UpSens, Monitoraggio domestico dell'aria
Inquinamento

Monitoraggio domestico dell’aria: al via il crowdfunding di UpSens

Tra le quattro pareti della nostra casa, tra le mura del nostro ufficio, tra i banchi della scuola oppure seduti al ristorante: il solo fatto di essere circondati da solide pareti e di poter contare su un tetto ci fa sentire al sicuro. Lontani dal caos del traffico, lontani dai capricci del meteo, e sì, lontani dall’inquinamento. Ma è davvero così? Chi si occupa del monitoraggio domestico dell’aria dice esattamente l’opposto. L’inquinamento indoor è infatti una innegabile realtà, fatta di sostanze pericolose come il particolato, il biossido di azoto, il benzene e la formaldeide, per non parlare poi delle minacce dei campi elettromagnetici. Facile sottovalutare queste agenti invisibili, ma i sintomi dell’esposizione all’inquinamento indoor, a prescindere dal monitoraggio domestico dell’aria, sono spesso inconfondibili: parliamo infatti di emicranie, di tosse, di mal di gola, di dermatiti e di bruciore agli occhi. E non è tutto qui: stando ai dati dell’Organizzazione Mondiale della Sanità, ogni anno nel mondo si contano 4 milioni di decessi legati proprio all’esposizione all’inquinamento in ambienti chiusi.

In Italia 200 milioni di euro all’anno per patologie legate all’inquinamento indoor

Mediamente, una persona trascorre venti ore al giorno al chiuso, inalando 15 metri cubi di aria. Dati alla mano, dunque, il monitoraggio domestico dell’aria sembra un’opzione da non sottovalutare assolutamente. Basti pensare che uno studio condotto dai ricercatori della George Washington University, esaminando delle normali abitazioni, hanno individuato 45 differenti sostanze chimiche dannose presenti nel 90% dei campioni di polvere analizzati. Ma le ricerche di questo tipo non ci sono solo oltreoceano: basti pensare che in Italia il Piano Nazionale di Prevenzione «ha stimato in 200 milioni di euro l’anno i costi sanitari delle patologie legate all’inquinamento indoor, particolarmente pericoloso per bambini, donne in gravidanza e persone che già soffrono di altre malattie». Così si è espresso, senza mezzi termini, il coordinatore del gruppo di studio nazionale sull’inquinamento indoor dell’Istituto Superiore della Sanità, Gaetano Settimo.

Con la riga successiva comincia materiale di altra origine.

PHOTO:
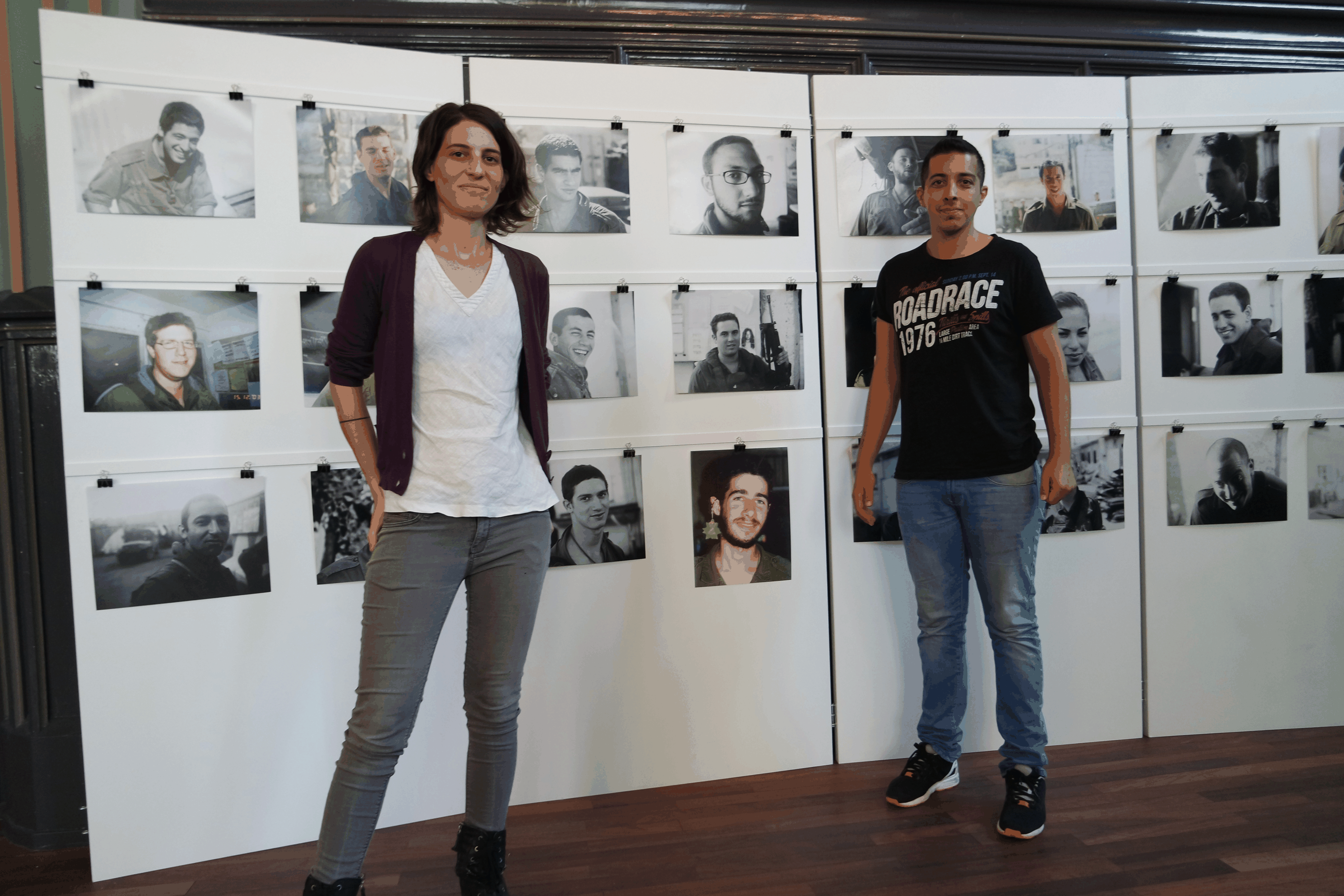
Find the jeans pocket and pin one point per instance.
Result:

I sensori per il monitoraggio domestico dell’aria

E mentre le ricerche dimostrano la necessità di un attento monitoraggio domestico dell’aria, c’è chi si dà da fare per realizzare dei sensori intelligenti capaci di tenere davvero sotto controllo l’inquinamento indoor. Parliamo ovviamente della startup trentina del Progetto Manifattura UpSens, la quale ha lanciato una campagna di crowdfunding per due innovativi sensori per il monitoraggio domestico dell’aria. I due dispositivi si chiamano Air e Wave: il primo è stato realizzato per analizzare la qualità dell’aria indoor, mentre il secondo è volto a rilevare la presenza di campi elettromagnetici. Come ha spiegato Ketty Paller, Ceo di UpSens,

«WAVE e AIR hanno la funzione di monitorare i parametri ambientali e rilevare i campi elettromagnetici dannosi o emissioni di gas nocivi come COV (composti organici volatili) o CO (monossido di carbonio), che possono causare malattie respiratorie, degenerative, oltre che aumentare l’incidenza di certi tipi di cancro»

La campagna su Indiegogo

Con la campagna di crowfunding su Indiegogo sono dunque stati aperti i preordini: gli utenti che sottoscriveranno la campagna riceveranno in esclusiva – entro la fine del 2017 – i sensori Air e Wave, così da poter accedere al monitoraggio domestico dell’aria senza alcuno sforzo. Il lato più interessante di questi sensori lanciati da UpSens è che sono portatili, e consentono così a chiunque di analizzare non solo l’aria del proprio appartamento, ma anche quella del proprio posto di lavoro, oppure l’aria che respirano i propri figli all’interno delle scuole. E non è tutto qui: per garantire davvero un miglioramento dell’aria indoor UpSens sta progettando la creazione di un database condiviso in cui raccogliere i dati relativi alla qualità dell’aria ‘domestica’ di determinate zone geografiche, così da poter poi consigliare al meglio gli utenti della community. «In questo modo» ha spiegato Paller «si può contribuire a creare una consapevolezza collettiva sullo stato di salute dell’abitare».